Cc: Joe Hershberger joe.hershberger@ni.com Cc: Gerald Van Baren vanbaren@cideas.com Signed-off-by: Tom Rini trini@ti.com
common/cmd_fdt.c | 6 +++--- 1 file changed, 3 insertions(+), 3 deletions(-)
diff --git a/common/cmd_fdt.c b/common/cmd_fdt.c index a5e2cfc..f9acfc1 100644 --- a/common/cmd_fdt.c +++ b/common/cmd_fdt.c @@ -375,7 +375,7 @@ int do_fdt (cmd_tbl_t * cmdtp, int flag, int argc, char * const argv[]) /* Get address */ char buf[11];
sprintf(buf, "0x%08X", (uint32_t)nodep);
sprintf(buf, "0x%p", nodep); setenv(var, buf);
This may put bogus data ("var=0x(null)") into the environment.
I see two approaches to fix this:
Handle this locally, say like that:
char buf[11] = { '0', 0, }; if (nodep) sprintf(buf, "0x%p", nodep); setenv(var, buf);
This is the solution with minimal global impact.
I think this solution is not needed.
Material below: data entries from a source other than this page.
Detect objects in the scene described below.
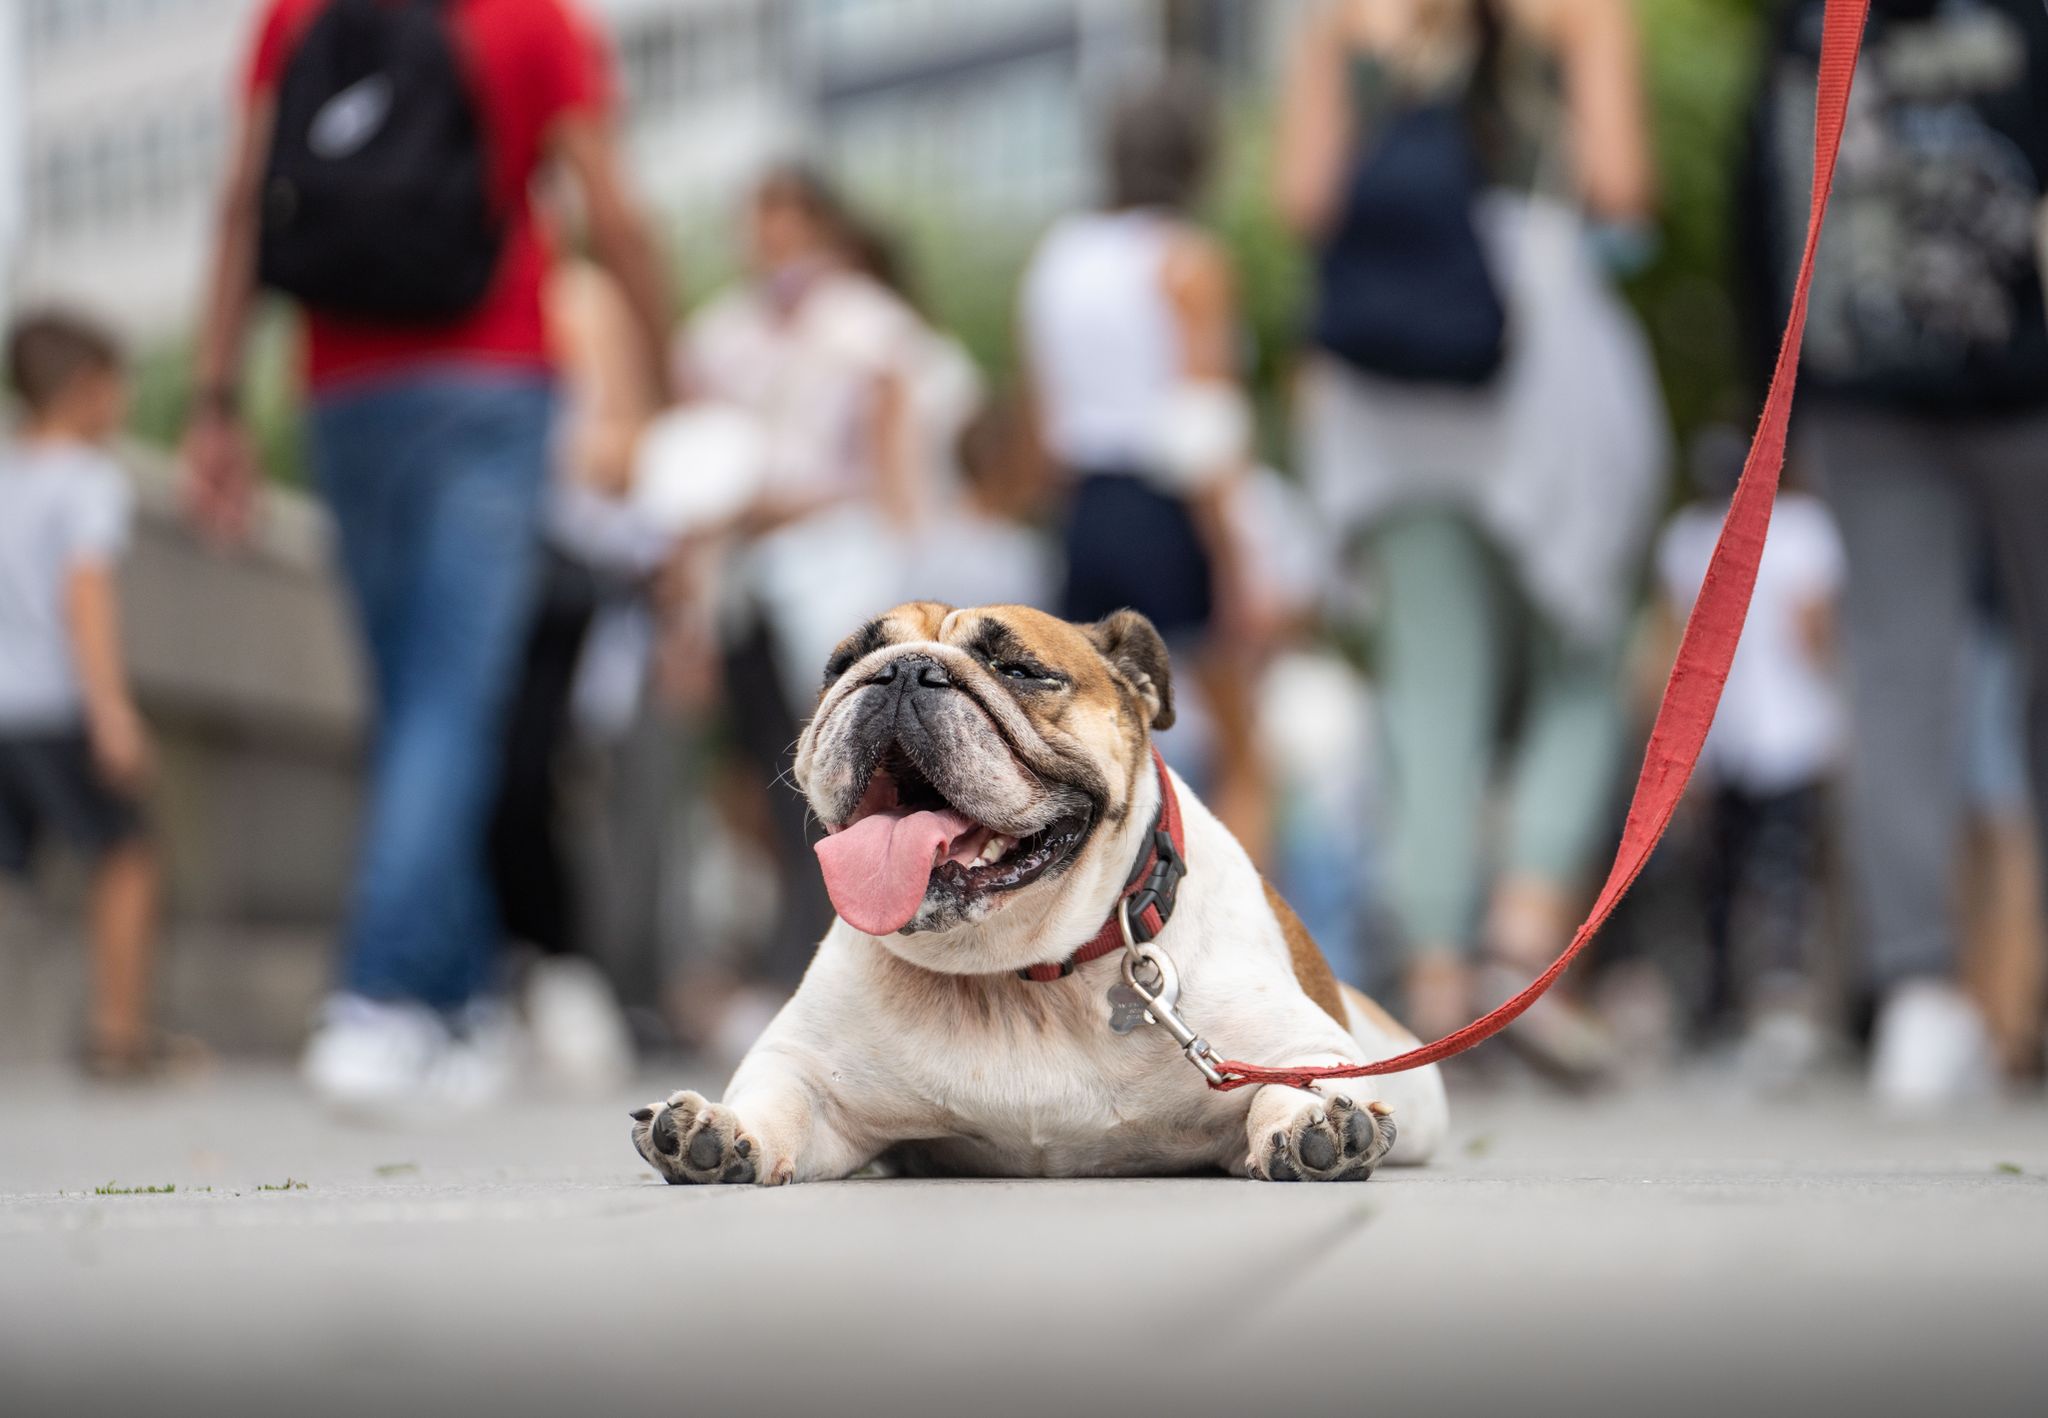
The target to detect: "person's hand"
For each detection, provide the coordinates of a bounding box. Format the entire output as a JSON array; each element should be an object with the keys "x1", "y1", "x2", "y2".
[
  {"x1": 654, "y1": 603, "x2": 724, "y2": 713},
  {"x1": 181, "y1": 408, "x2": 258, "y2": 548},
  {"x1": 89, "y1": 700, "x2": 154, "y2": 795},
  {"x1": 651, "y1": 540, "x2": 724, "y2": 712}
]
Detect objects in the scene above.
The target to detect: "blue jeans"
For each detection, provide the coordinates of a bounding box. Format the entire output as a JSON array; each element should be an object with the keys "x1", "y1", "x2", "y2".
[{"x1": 312, "y1": 369, "x2": 554, "y2": 1012}]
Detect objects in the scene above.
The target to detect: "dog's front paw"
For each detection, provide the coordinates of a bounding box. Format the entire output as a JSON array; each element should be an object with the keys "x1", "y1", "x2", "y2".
[
  {"x1": 630, "y1": 1090, "x2": 770, "y2": 1186},
  {"x1": 1249, "y1": 1095, "x2": 1397, "y2": 1183}
]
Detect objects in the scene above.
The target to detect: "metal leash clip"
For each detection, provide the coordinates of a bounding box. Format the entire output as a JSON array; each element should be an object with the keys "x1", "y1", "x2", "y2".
[{"x1": 1107, "y1": 900, "x2": 1227, "y2": 1086}]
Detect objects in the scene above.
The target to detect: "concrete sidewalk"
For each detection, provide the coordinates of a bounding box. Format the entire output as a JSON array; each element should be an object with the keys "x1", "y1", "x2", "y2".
[{"x1": 2, "y1": 1064, "x2": 2043, "y2": 1418}]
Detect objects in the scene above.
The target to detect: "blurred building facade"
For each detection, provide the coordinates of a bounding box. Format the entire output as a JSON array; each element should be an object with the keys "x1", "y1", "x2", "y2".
[
  {"x1": 7, "y1": 0, "x2": 248, "y2": 334},
  {"x1": 0, "y1": 3, "x2": 23, "y2": 335},
  {"x1": 0, "y1": 0, "x2": 1295, "y2": 340}
]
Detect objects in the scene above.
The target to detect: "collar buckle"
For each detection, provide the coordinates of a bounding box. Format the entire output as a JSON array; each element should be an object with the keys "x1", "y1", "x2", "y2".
[{"x1": 1122, "y1": 826, "x2": 1185, "y2": 946}]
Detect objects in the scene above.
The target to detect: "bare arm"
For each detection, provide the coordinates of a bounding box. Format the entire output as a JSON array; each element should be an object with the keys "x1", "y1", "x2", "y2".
[
  {"x1": 181, "y1": 95, "x2": 273, "y2": 544},
  {"x1": 1797, "y1": 596, "x2": 1836, "y2": 669},
  {"x1": 1163, "y1": 232, "x2": 1240, "y2": 387},
  {"x1": 66, "y1": 564, "x2": 149, "y2": 791},
  {"x1": 869, "y1": 368, "x2": 922, "y2": 531},
  {"x1": 2036, "y1": 199, "x2": 2047, "y2": 301},
  {"x1": 552, "y1": 113, "x2": 676, "y2": 404},
  {"x1": 1161, "y1": 232, "x2": 1253, "y2": 639},
  {"x1": 1554, "y1": 0, "x2": 1655, "y2": 222},
  {"x1": 548, "y1": 263, "x2": 660, "y2": 496},
  {"x1": 1273, "y1": 2, "x2": 1355, "y2": 239},
  {"x1": 1004, "y1": 366, "x2": 1060, "y2": 517},
  {"x1": 1014, "y1": 295, "x2": 1070, "y2": 502},
  {"x1": 191, "y1": 96, "x2": 269, "y2": 416}
]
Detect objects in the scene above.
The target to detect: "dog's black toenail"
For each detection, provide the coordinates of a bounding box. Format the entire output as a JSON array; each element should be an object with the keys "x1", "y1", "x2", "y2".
[
  {"x1": 650, "y1": 1110, "x2": 681, "y2": 1156},
  {"x1": 1299, "y1": 1126, "x2": 1339, "y2": 1172},
  {"x1": 687, "y1": 1125, "x2": 727, "y2": 1171},
  {"x1": 734, "y1": 1137, "x2": 752, "y2": 1159},
  {"x1": 630, "y1": 1107, "x2": 655, "y2": 1123}
]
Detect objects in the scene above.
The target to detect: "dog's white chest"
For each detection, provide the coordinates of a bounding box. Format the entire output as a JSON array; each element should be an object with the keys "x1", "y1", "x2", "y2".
[{"x1": 870, "y1": 991, "x2": 1244, "y2": 1177}]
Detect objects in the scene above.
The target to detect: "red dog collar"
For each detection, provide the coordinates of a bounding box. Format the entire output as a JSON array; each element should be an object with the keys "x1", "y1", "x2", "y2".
[{"x1": 1019, "y1": 749, "x2": 1186, "y2": 982}]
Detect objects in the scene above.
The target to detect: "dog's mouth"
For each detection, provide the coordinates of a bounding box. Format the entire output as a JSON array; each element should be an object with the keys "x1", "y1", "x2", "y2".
[{"x1": 815, "y1": 746, "x2": 1094, "y2": 936}]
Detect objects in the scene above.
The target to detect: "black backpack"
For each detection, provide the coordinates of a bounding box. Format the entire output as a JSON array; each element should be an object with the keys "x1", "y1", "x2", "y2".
[
  {"x1": 1310, "y1": 98, "x2": 1508, "y2": 387},
  {"x1": 258, "y1": 0, "x2": 504, "y2": 323},
  {"x1": 1740, "y1": 0, "x2": 2048, "y2": 413}
]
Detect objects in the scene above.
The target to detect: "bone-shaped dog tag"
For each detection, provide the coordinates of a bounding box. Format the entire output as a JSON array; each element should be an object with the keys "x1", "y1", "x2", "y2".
[{"x1": 1107, "y1": 981, "x2": 1154, "y2": 1034}]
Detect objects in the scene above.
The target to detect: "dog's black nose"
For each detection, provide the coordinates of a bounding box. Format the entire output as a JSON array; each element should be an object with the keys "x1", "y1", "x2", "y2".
[{"x1": 872, "y1": 655, "x2": 950, "y2": 691}]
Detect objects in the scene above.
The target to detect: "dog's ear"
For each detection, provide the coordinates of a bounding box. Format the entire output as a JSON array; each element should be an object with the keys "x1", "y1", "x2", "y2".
[{"x1": 1086, "y1": 610, "x2": 1175, "y2": 731}]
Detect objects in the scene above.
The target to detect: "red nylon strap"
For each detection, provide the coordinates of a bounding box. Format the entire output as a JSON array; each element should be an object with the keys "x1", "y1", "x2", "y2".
[
  {"x1": 1020, "y1": 748, "x2": 1186, "y2": 982},
  {"x1": 1209, "y1": 0, "x2": 1871, "y2": 1092}
]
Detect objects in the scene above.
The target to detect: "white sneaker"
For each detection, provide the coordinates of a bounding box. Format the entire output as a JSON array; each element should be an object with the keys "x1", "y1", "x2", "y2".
[
  {"x1": 1738, "y1": 1006, "x2": 1831, "y2": 1096},
  {"x1": 431, "y1": 998, "x2": 524, "y2": 1111},
  {"x1": 524, "y1": 957, "x2": 634, "y2": 1096},
  {"x1": 301, "y1": 994, "x2": 449, "y2": 1117},
  {"x1": 1870, "y1": 979, "x2": 1997, "y2": 1110}
]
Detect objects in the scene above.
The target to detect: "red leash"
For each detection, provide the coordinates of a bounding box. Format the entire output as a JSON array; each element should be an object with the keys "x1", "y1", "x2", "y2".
[{"x1": 1208, "y1": 0, "x2": 1872, "y2": 1093}]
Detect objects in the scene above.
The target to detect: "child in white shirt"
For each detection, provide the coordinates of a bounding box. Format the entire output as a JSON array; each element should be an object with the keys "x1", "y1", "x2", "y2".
[
  {"x1": 1656, "y1": 426, "x2": 1844, "y2": 1075},
  {"x1": 0, "y1": 310, "x2": 163, "y2": 1076}
]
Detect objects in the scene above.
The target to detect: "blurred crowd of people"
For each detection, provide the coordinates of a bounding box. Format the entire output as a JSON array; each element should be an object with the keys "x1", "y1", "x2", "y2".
[{"x1": 4, "y1": 0, "x2": 2046, "y2": 1117}]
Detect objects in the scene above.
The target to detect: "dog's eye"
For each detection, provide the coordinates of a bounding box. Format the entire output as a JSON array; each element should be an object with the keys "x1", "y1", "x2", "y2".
[{"x1": 991, "y1": 660, "x2": 1061, "y2": 686}]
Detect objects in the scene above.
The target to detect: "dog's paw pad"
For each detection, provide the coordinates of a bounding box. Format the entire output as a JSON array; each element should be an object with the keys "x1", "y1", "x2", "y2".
[
  {"x1": 630, "y1": 1091, "x2": 759, "y2": 1186},
  {"x1": 1254, "y1": 1096, "x2": 1396, "y2": 1183}
]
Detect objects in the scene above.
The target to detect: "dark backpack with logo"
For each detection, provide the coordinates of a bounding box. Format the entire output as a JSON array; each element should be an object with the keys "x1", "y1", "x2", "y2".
[
  {"x1": 1740, "y1": 0, "x2": 2048, "y2": 413},
  {"x1": 258, "y1": 0, "x2": 504, "y2": 323}
]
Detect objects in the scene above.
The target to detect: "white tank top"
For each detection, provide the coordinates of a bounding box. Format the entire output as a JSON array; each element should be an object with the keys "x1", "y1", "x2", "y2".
[{"x1": 1022, "y1": 210, "x2": 1182, "y2": 471}]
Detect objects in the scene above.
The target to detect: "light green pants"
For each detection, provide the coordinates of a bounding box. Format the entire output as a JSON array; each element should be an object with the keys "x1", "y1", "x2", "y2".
[{"x1": 1369, "y1": 509, "x2": 1624, "y2": 959}]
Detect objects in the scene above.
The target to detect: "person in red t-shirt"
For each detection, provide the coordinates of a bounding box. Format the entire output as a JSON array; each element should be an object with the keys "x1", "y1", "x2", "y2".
[{"x1": 181, "y1": 0, "x2": 672, "y2": 1114}]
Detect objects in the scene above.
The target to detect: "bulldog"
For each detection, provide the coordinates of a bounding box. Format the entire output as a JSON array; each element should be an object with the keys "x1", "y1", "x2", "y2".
[{"x1": 631, "y1": 603, "x2": 1448, "y2": 1184}]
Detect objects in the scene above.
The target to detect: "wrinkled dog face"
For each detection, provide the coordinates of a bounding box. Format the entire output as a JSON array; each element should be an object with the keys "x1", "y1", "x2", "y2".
[{"x1": 795, "y1": 603, "x2": 1174, "y2": 945}]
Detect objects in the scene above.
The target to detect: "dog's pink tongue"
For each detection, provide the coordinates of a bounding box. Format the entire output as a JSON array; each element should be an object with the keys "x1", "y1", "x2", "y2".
[{"x1": 816, "y1": 808, "x2": 979, "y2": 936}]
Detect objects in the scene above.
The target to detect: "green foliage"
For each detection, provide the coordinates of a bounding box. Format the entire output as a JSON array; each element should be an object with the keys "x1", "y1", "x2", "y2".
[{"x1": 1628, "y1": 0, "x2": 1771, "y2": 441}]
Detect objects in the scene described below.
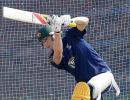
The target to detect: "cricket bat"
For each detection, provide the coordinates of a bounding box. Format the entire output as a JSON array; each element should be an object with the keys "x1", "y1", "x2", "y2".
[{"x1": 3, "y1": 6, "x2": 76, "y2": 27}]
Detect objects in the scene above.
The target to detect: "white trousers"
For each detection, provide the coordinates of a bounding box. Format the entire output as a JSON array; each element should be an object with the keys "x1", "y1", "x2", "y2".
[{"x1": 87, "y1": 71, "x2": 120, "y2": 100}]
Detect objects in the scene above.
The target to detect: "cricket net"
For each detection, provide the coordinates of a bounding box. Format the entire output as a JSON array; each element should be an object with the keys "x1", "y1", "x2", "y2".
[{"x1": 0, "y1": 0, "x2": 129, "y2": 100}]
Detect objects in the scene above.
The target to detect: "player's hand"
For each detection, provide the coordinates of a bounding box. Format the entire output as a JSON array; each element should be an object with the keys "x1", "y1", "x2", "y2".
[
  {"x1": 52, "y1": 15, "x2": 62, "y2": 33},
  {"x1": 60, "y1": 15, "x2": 71, "y2": 27}
]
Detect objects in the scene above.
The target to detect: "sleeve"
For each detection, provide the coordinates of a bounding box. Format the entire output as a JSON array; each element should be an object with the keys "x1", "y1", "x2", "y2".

In this particular case, we are always printing the pointer to a member inside the fdt, so even if the image is at 0, no pointer that we are printing will ever be at 0. Therefore this is code that will never run and can be left out.
Fix the root cause: given that we have valid situations where we may want to dereference a pointer pointing to address 0x0000, I wonder if it would not actually be better (i. e. more correct) to get rid of the
495 static char *pointer(const char *fmt, char *buf, char *end, void *ptr, 496 int field_width, int precision, int flags) 497 { 498 if (!ptr) 499 return string(buf, end, "(null)", field_width, precision, 500 flags);
special handling in "lib/vsprintf.c"
Would anybody shed any tears if we drop this?
Getting rid of this would be good in general IMO. I never did understand why printing "(null)" was better than "0".